The code in this repo implements a self-supervised audio-visual correlation model based on contrastive learning. The model has been trained and evaluated on VGGSound dataset. This model can be used to recommend sounds correlated with the objects/scenes in video frames/images, as described in the above paper.
- download the vggsound dataset
- generate visual frames from the video (using ffmpeg, at 1 frame per second).
- generate corresponding audio frames (using ffmeg)
- generate filterbank audio features for each audio sample (using librosa).

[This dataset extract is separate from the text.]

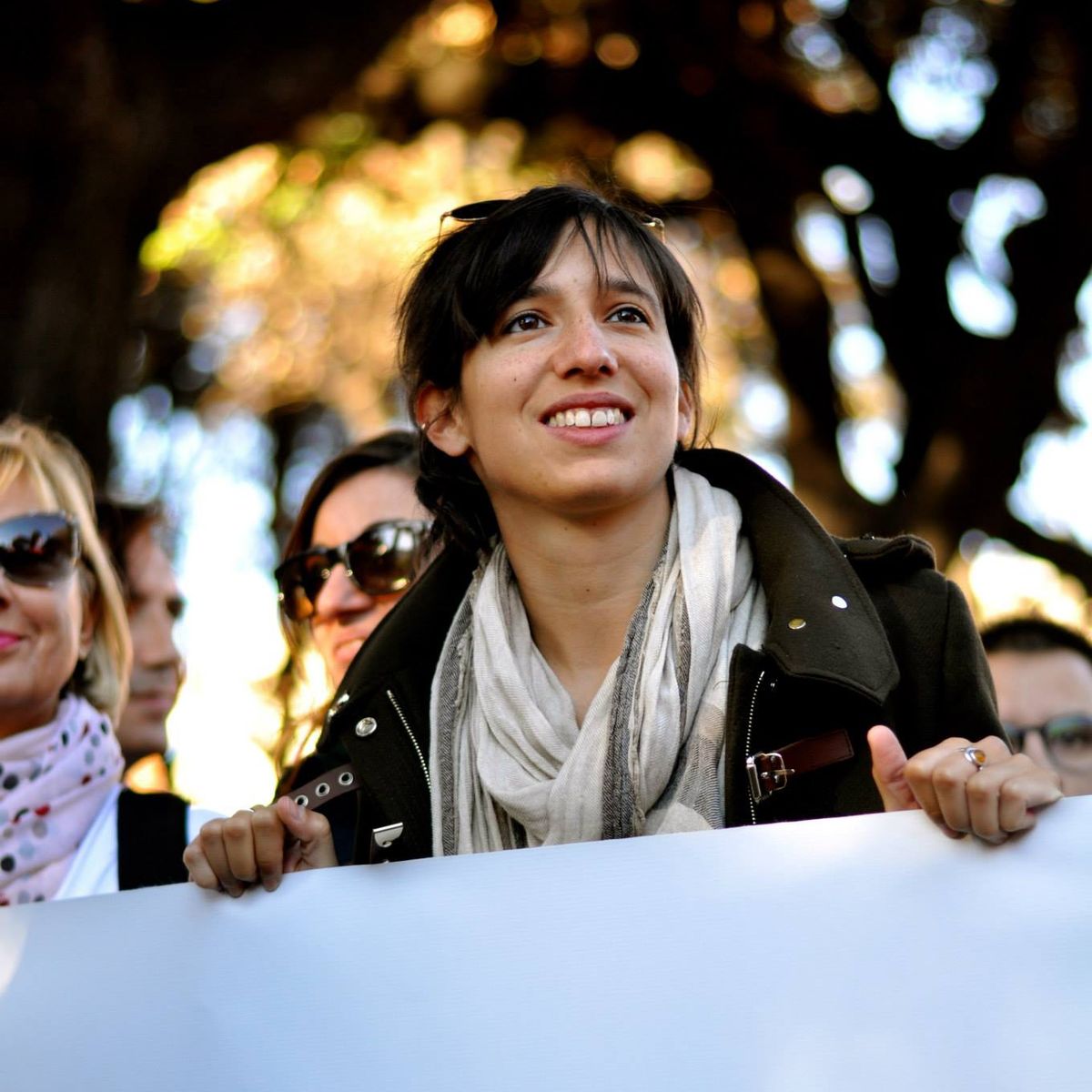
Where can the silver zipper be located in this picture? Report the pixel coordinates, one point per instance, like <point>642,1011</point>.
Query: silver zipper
<point>751,726</point>
<point>413,740</point>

- create train/test list from the vggsound dataset. See the files in the misc/ folder. Sample lists are in the lists/ folder.
-
modify the paths and configuration, if needed in config.py
-
modify the path to the vggsound video frames and audio data in the files in the /data folder. This folder has the data loader and dataset implementation for vggsound.
-
the models are in the models/folder. The model is a 2-stream deep convolutional model enhanced with multiple attention layers. It takes as input a pair of (image, filterbank audio feature generated from the audio). Audio and visual input that are temporally aligned in the original video form a positive pair while audio and visual input from different time segments form a negative pair. The model is trained using contrastive loss.
-
To train, run: python main_vggsound.py
-
modify the paths and configuration, if needed in eval_config.py.
- set the path to the trained model in this file.
- provide the audio list and visual frames for which sound recommendations need to be generated. See the files in the lists/ folder.
- provide the path to the output file
-
To evaluate, run: python main_eval_reco.py
- the evaluation code is in eval_self_super_av.py.
- to generate sound recommendations, the code first generates the audio and visual embeddings for the input using the trained contrastive model and finds the top-k audio samples that are best correlated with the visual input, based on euclidean distance.
-
the top-k sound recommendations for input image/frame will be generated as a json file.